Oggi a Washington, mons. Pedro Barreto, arcivescovo di Huancayo (Perù), Presidente del Dipartimento Giustizia e solidarietà del Celam, mons. Roque Paloschi, vescovo di Roraima (Brasile) e mons. Álvaro Ramazzini, vescovo di Huehuetenango (Guatemala), illustreranno all’organismo interamericano gli scopi della REPAM, Rete Pan Amazzonia, recentemente creata e presentata in una conferenza stampa in Vaticano (2 marzo). Nell’incontro con la stampa, il cardinale Cláudio Hummes, Presidente della Commissione per l’Amazzonia della Conferenza episcopale del Brasile, ha sottolineato all’inizio del mese: «Nei nove Paesi latinoamericani che includono il territorio amazzonico, la Rete vuole unire gli sforzi della Chiesa in favore della custodia responsabile e sostenibile di tutta la regione, al fine di promuovere il bene integrale, i diritti umani, l’evangelizzazione, lo sviluppo culturale, sociale ed economico del suo popolo, specialmente delle popolazioni indigene». La Chiesa in Amazzonia, ha detto il porporato, «vuole “fare rete”, per congiungere gli sforzi, per incoraggiarsi reciprocamente e avere una voce profetica più significativa a livello internazionale».

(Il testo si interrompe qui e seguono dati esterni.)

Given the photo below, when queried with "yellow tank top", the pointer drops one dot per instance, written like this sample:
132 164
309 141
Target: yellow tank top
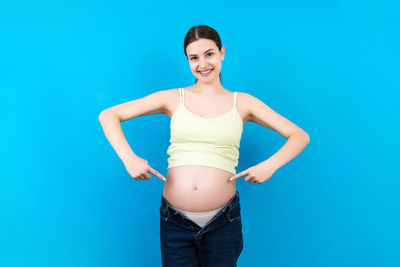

L’appuntamento, secondo una cronaca dell’Osservatore Romano, è stato voluto a Roma — ha spiegato il cardinale Peter Kodwo Appiah Turkson, presidente del Pontificio Consiglio della giustizia e della pace che patrocina il progetto — a testimonianza dell’impatto transnazionale della problematica e del coinvolgimento di tutta la Chiesa, che vuole dare la più ampia visibilità a questo modello operativo: un modello che potrà diventare utile in diversi e fondamentali ambiti quali la giustizia, la legalità, la promozione e la tutela dei diritti umani, lo sviluppo inclusivo ed equo, l’uso responsabile e solidale delle risorse naturali. Mons. Barreto ha ieri ricordato che lo “spazio amazzonico” del quale si parla copre un area di 6 milioni di km2 e all’interno dei suoi confini vivono almeno 35 milioni di latinoamericani. In questi territori, per molti anni, attività economiche legali e meno legali come i “garimpeiros” (cercatori di pietre e metalli preziosi) hanno esercitato ogni tipo di violenza omicida. Spesso hanno pagato con la propria vita operatori pastorali, sacerdoti, religiose (come le sorelle Dorothy, trucidate nel 2005) e catechisti, ma anche numerosi attivisti ambientalisti. Nel 2012 sono stati uccisi nel mondo 147 attivisti e 36 sono stati trucidati in Brasile; Paese dove mons. Erwin Kräutler, vescovo di Xingú, minacciato di morte a più riprese, vive sotto la protezione di una scorta speciale.